After attending an elementary school for gifted children and the Singapore American School, Maria Isabel Layson returned to her native Iloilo City, in the Philippines, and enrolled in an advanced science curriculum at the National High School there.
While studying an abundant berry locally called aratiles or sarisa in a Food and Nutrition Research Institute laboratory in Manila, Layson discovered that the fruit contains antioxidant compounds that combat diabetes.
In 2019, when she was 16, she presented her findings at the Intel International Science and Engineering Fair in Phoenix, Arizona, as one of a dozen Filipino delegates.
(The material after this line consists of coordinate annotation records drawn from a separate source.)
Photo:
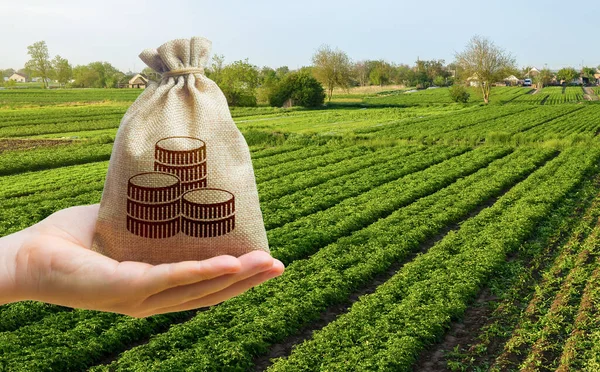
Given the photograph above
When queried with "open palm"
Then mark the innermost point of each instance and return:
(55, 264)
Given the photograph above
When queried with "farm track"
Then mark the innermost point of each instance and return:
(382, 238)
(370, 259)
(453, 256)
(284, 348)
(477, 336)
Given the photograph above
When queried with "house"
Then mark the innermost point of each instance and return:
(138, 81)
(473, 80)
(19, 78)
(511, 80)
(39, 80)
(532, 73)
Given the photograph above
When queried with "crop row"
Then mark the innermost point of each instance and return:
(387, 330)
(230, 335)
(515, 283)
(331, 159)
(583, 122)
(68, 337)
(306, 177)
(492, 130)
(29, 209)
(18, 161)
(313, 199)
(433, 129)
(10, 118)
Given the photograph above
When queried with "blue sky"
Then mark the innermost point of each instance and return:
(277, 33)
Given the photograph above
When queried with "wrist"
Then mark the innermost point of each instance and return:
(10, 286)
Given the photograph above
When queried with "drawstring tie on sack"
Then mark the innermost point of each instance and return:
(184, 71)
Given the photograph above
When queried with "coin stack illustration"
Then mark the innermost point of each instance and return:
(175, 197)
(184, 157)
(207, 213)
(153, 204)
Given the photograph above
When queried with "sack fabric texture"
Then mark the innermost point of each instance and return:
(180, 183)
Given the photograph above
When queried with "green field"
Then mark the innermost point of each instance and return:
(418, 234)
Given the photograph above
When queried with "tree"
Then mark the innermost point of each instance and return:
(108, 75)
(458, 93)
(567, 74)
(588, 73)
(331, 68)
(301, 87)
(543, 78)
(381, 73)
(360, 73)
(85, 77)
(405, 75)
(524, 72)
(39, 64)
(216, 67)
(149, 73)
(239, 81)
(63, 72)
(8, 72)
(484, 60)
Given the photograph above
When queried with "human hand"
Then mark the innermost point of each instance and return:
(52, 262)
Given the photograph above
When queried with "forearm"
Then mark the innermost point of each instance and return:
(9, 248)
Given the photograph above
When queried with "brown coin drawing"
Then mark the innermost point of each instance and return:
(206, 213)
(175, 196)
(153, 205)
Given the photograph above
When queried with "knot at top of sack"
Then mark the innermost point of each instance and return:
(178, 57)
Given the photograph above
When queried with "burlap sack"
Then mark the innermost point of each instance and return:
(180, 183)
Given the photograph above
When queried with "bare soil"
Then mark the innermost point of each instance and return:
(26, 144)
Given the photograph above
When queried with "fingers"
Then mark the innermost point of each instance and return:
(251, 264)
(77, 223)
(230, 292)
(166, 276)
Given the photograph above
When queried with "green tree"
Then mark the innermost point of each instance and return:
(39, 64)
(63, 72)
(458, 93)
(149, 73)
(489, 63)
(331, 68)
(282, 71)
(239, 81)
(567, 74)
(85, 77)
(588, 73)
(439, 81)
(543, 78)
(216, 68)
(381, 73)
(301, 87)
(405, 75)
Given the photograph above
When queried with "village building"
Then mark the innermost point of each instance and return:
(138, 81)
(19, 78)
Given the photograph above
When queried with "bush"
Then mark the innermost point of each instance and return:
(301, 88)
(458, 93)
(439, 81)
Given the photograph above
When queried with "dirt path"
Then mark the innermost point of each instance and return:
(24, 144)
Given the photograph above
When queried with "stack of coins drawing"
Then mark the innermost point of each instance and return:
(175, 197)
(153, 205)
(206, 213)
(184, 157)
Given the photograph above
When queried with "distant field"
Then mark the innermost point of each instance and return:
(418, 234)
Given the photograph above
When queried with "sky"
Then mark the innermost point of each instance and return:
(278, 33)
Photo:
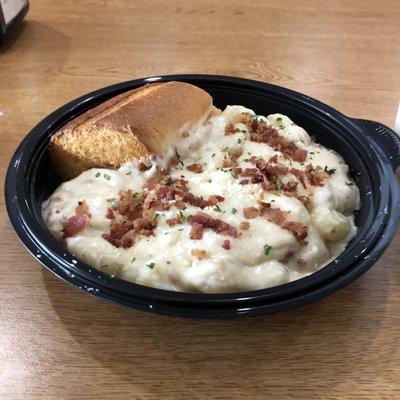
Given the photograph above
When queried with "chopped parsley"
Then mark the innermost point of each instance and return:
(329, 171)
(178, 156)
(268, 249)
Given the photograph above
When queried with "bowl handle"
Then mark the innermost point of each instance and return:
(385, 137)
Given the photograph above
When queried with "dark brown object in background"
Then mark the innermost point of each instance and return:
(10, 23)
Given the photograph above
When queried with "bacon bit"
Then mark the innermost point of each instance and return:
(196, 232)
(216, 225)
(75, 224)
(129, 205)
(253, 159)
(269, 186)
(227, 244)
(215, 199)
(249, 172)
(290, 186)
(230, 129)
(110, 213)
(181, 184)
(200, 254)
(236, 171)
(263, 133)
(244, 226)
(231, 157)
(174, 221)
(274, 159)
(173, 161)
(143, 167)
(180, 204)
(250, 212)
(278, 217)
(196, 168)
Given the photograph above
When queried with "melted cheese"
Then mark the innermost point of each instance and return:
(265, 255)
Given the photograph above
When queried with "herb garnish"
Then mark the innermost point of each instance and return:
(178, 156)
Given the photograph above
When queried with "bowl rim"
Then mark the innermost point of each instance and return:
(66, 265)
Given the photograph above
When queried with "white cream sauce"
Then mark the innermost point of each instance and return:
(165, 260)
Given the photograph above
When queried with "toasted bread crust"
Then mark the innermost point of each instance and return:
(131, 125)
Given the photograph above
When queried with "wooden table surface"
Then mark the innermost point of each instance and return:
(57, 342)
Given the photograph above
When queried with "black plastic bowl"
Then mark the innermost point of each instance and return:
(370, 149)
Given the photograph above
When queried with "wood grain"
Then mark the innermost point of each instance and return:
(59, 343)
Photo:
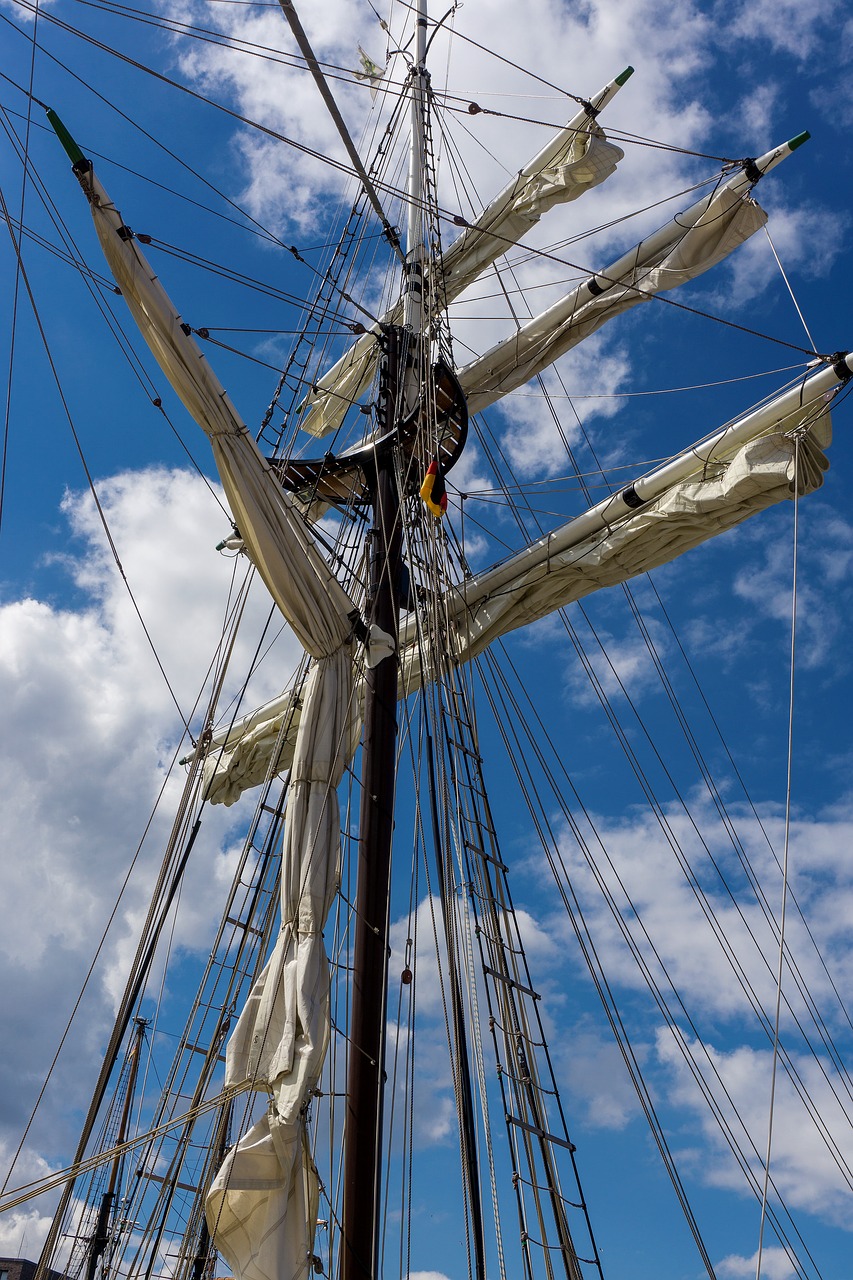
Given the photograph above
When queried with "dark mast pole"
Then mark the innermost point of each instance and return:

That year she won Best Individual Research in Life Science at the National Science and Technology Fair hosted by the Philippines Department of Education.
Layson is now a student at the University of the Philippines Visayas in Iloilo City, where she also operates a bakery that makes keto-friendly pastries.
Layson along with 32-year-old Rodney Perez, are the only Filipinos included in this year’s Shapers of the Future list, which highlight 200 people under the age of 40 (as of January 2022), who “have already left their mark on the present, and they surely have much more invention, innovation, creation, and interpretation ahead of them.”